Once the industrial wonder of the world, the US is becoming better known for exporting toxic, intangible financial instruments than for its tangible physical output.

As Cowen explains it, the economic incentives for America’s financial sector are such that traders, hedge fund managers and other mathemagicians try to make enormous profits through risky bets “against big, unexpected moves in market prices.”

When you make money according to this strategy, you are a Wall Street hero. And when you lose, asks Cowen, “what’s the worst that can happen? Your bosses fire you, but you will still have millions in the bank…Furthermore, if everyone else made more or less the same mistake… you’re hardly disgraced. You might even get rehired at another investment bank, or maybe a hedge fund, within months or even weeks.”

All you need to do to get back into the game is show you can stay ahead of the “underpaid, undertrained regulators” who are trying to monitor you.

Should you make a horrendously bad bet –  one that imperils the health of the financial institution where you work, or your co-investors, etc.  – Cowen reminds us that the government will bail you out, one way or another. And other economic sectors will have to eat the costs of your gamble.

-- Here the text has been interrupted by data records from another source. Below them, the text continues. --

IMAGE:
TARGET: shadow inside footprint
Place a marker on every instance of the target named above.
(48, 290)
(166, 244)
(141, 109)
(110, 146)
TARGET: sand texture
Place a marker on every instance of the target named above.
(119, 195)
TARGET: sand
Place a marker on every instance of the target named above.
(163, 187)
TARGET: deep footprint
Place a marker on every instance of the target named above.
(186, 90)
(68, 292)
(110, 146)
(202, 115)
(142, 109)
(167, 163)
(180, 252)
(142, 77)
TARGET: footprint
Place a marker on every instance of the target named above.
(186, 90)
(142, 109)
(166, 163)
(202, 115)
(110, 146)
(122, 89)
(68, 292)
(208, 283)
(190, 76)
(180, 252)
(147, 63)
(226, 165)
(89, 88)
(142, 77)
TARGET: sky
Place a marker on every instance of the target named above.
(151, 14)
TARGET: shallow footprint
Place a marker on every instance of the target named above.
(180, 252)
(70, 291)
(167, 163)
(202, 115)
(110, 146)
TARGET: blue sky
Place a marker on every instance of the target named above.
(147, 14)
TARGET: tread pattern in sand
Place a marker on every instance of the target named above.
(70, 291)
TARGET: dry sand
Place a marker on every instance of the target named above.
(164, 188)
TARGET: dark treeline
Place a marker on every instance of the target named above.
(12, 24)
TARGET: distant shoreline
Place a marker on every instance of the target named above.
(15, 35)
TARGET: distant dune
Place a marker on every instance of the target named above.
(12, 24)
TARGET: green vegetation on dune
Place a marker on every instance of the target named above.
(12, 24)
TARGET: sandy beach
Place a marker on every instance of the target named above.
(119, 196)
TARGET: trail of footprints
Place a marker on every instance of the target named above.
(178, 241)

All this adds up to a situation where “we no longer can constrain excess financial risk-taking,” according to Cowen. The ability of financial whizzes to identify, exploit and reap massive profits from risky opportunities before the general public even knows they exist, Cowen argues, is the real driver of American income inequalities.

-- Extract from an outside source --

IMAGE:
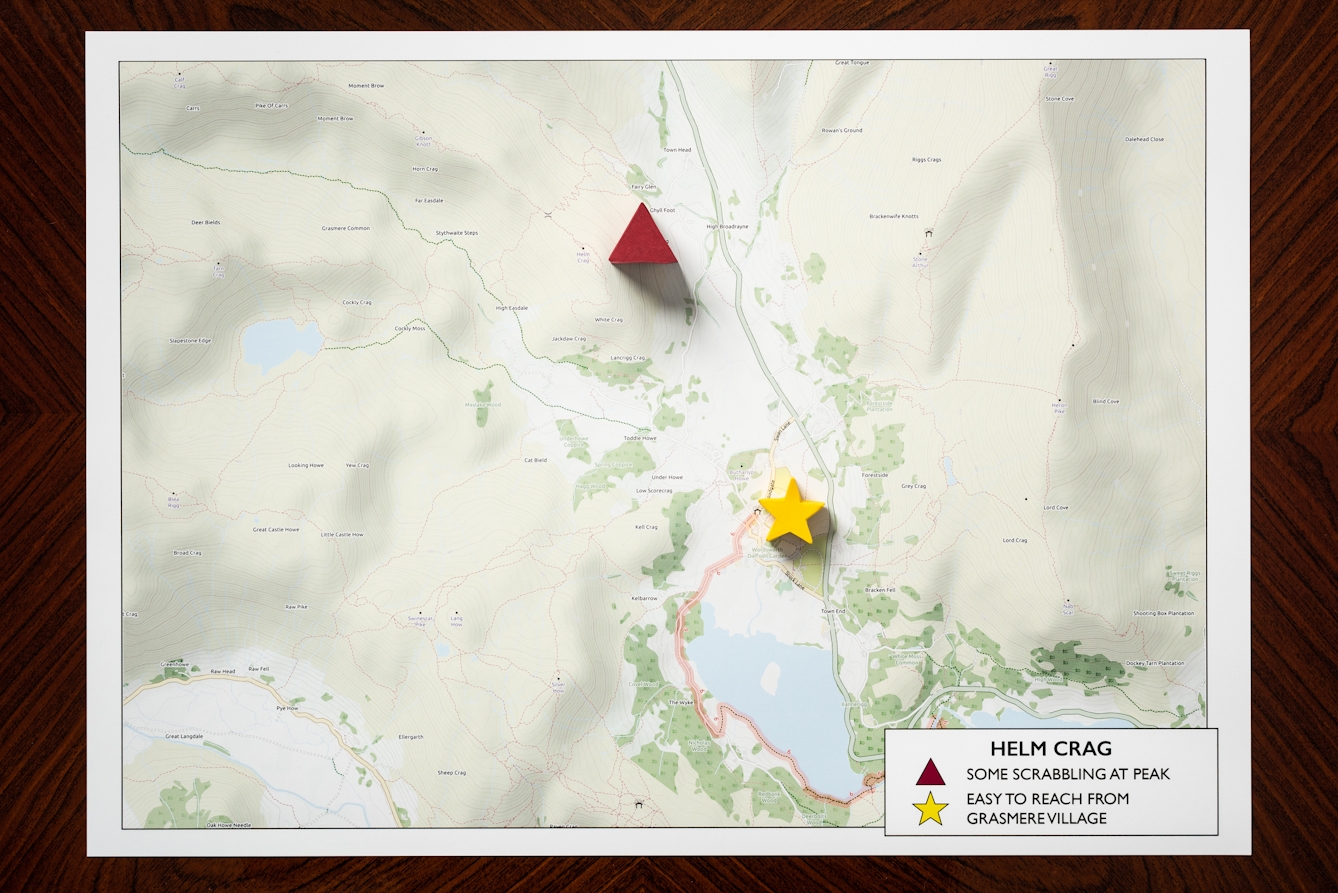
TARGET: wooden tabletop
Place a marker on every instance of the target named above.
(1294, 441)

Cowen concludes by saying he believes that “income inequality will likely continue to rise and we will search in vain for the appropriate political remedies for our underlying problems.”

Cowen’s pessimism regarding “political remedies” does not quite ring true. The problem with the “political remedies” that could be used to counter risky behavior on Wall Street isn’t that they have been tried and found wanting – it’s that they haven’t yet been given a real chance to work.

Instead of a latter-day Pecora Commission to drag the financial sector’s more sordid practices into the sunlight, and to name names, we have the paper-tiger Financial Crisis Inquiry Commission

Instead of President Franklin Roosevelt’s powerful rhetorical flourishes about how “gamblers and speculators are no longer the most honored element in our economic life,” we have President Obama’s half-hearted criticisms of Wall Street's more shady operators.

And instead of tough new legislation, in the spirit of the Glass-Steagall law, to crack down on risky speculation…well, we have to content ourselves with the near-beer known as Dodd-Frank.

As Shakespeare put it in Hamlet: “Diseases desperate grown, by desperate appliances are relieved.” Strong remedies, especially political ones, may be just the prescription that America needs.